The CDC 6000 series was a family of mainframe computers manufactured by Control Data Corporation in the 1960s. It consisted of CDC 6400, CDC 6500, CDC 6600 and CDC 6700 computers, which all were extremely rapid and efficient for their time. Each was a large, solid-state, general-purpose, digital computer that performed scientific and business data processing as well as multiprogramming, multiprocessing, time-sharing, and data management tasks under the control of the operating system called SCOPE (Supervisory Control Of Program Execution).

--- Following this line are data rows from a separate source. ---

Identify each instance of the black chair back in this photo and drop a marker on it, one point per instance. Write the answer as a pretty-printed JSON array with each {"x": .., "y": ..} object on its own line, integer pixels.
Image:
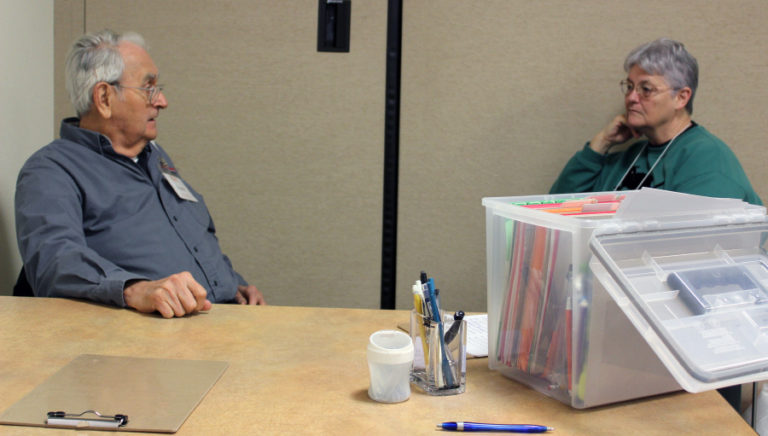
[{"x": 22, "y": 287}]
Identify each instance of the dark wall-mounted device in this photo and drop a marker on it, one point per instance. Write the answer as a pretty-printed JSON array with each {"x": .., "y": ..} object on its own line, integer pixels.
[{"x": 333, "y": 25}]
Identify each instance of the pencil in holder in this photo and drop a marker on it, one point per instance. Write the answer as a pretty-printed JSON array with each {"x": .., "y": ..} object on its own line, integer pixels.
[{"x": 440, "y": 354}]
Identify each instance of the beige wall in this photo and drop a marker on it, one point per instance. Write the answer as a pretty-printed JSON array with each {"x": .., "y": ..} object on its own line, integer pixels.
[
  {"x": 26, "y": 109},
  {"x": 286, "y": 143}
]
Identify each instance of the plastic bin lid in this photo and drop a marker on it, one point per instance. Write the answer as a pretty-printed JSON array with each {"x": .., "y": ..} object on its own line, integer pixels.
[{"x": 697, "y": 295}]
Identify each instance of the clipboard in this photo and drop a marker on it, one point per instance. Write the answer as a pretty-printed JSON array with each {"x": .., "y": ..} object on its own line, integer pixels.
[{"x": 153, "y": 395}]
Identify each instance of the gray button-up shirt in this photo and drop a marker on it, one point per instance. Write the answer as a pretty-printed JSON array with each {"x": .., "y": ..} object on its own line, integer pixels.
[{"x": 89, "y": 219}]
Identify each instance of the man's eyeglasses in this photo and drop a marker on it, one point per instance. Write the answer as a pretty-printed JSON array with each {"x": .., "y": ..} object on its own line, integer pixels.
[
  {"x": 644, "y": 89},
  {"x": 152, "y": 91}
]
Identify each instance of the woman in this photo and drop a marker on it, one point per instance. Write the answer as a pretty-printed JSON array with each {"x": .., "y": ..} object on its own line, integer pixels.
[{"x": 674, "y": 153}]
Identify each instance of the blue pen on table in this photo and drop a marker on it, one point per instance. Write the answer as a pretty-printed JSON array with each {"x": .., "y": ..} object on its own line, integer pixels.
[{"x": 478, "y": 426}]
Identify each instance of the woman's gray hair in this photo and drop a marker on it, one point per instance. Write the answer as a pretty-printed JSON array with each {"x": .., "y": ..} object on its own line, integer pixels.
[
  {"x": 95, "y": 58},
  {"x": 670, "y": 59}
]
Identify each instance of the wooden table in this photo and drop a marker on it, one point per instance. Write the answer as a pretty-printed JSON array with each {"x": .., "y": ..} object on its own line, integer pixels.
[{"x": 300, "y": 370}]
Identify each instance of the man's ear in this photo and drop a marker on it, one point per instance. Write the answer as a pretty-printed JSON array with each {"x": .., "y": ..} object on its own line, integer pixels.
[
  {"x": 103, "y": 97},
  {"x": 683, "y": 96}
]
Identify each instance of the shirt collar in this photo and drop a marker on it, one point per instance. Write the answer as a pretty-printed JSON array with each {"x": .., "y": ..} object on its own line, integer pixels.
[{"x": 71, "y": 130}]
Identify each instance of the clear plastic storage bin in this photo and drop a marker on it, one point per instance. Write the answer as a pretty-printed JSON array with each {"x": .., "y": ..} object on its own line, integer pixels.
[{"x": 667, "y": 291}]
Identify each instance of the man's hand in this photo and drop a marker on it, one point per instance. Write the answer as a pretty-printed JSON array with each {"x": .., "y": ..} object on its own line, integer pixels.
[
  {"x": 249, "y": 295},
  {"x": 175, "y": 295},
  {"x": 616, "y": 132}
]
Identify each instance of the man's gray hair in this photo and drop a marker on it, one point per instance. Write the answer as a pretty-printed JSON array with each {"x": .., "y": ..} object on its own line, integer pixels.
[
  {"x": 670, "y": 59},
  {"x": 95, "y": 58}
]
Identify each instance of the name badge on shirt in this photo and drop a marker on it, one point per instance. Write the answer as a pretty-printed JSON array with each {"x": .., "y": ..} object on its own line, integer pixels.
[{"x": 176, "y": 183}]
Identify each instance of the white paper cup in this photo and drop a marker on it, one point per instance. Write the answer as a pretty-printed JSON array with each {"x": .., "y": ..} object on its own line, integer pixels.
[{"x": 390, "y": 358}]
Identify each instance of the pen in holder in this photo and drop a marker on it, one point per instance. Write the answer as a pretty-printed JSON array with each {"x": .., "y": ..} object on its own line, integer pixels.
[{"x": 440, "y": 362}]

The CDC 6000 series computer is composed of four main functional devices: the central memory, one or two high-speed central processors, seven to ten peripheral processors (Peripheral Processing Unit, or PPU), and a display console. The four computer types differ primarily in the number of and kind of central processor. It had a distributed architecture and was a reduced instruction set (RISC) machine many years before such a term was invented.

The first member of the CDC 6000 series was the first supercomputer CDC 6600, designed by Seymour Cray and James E. Thornton in Chippewa Falls, Wisconsin. It was introduced in September 1964 and performed up to three million instructions per second, three times faster than the IBM Stretch, the speed champion for the previous couple of years. It remained the fastest machine for five years until the CDC 7600 was launched. The machine was Freon refrigerant cooled. Control Data manufactured about 100 machines of this type, selling for $6 to $10 million each.

The next system to be introduced was the CDC 6400, delivered in April 1966. The 6400 central processor was a slower, less expensive implementation with serial processing, rather than the 6600's parallel functional units. All other aspects of the 6400 were identical to the 6600. Then followed a machine with dual 6400-style central processors, the CDC 6500, designed principally by James E. Thornton, in October 1967. And finally, the CDC 6700, with both a 6600-style CPU and a 6400-style CPU, was released in October 1969.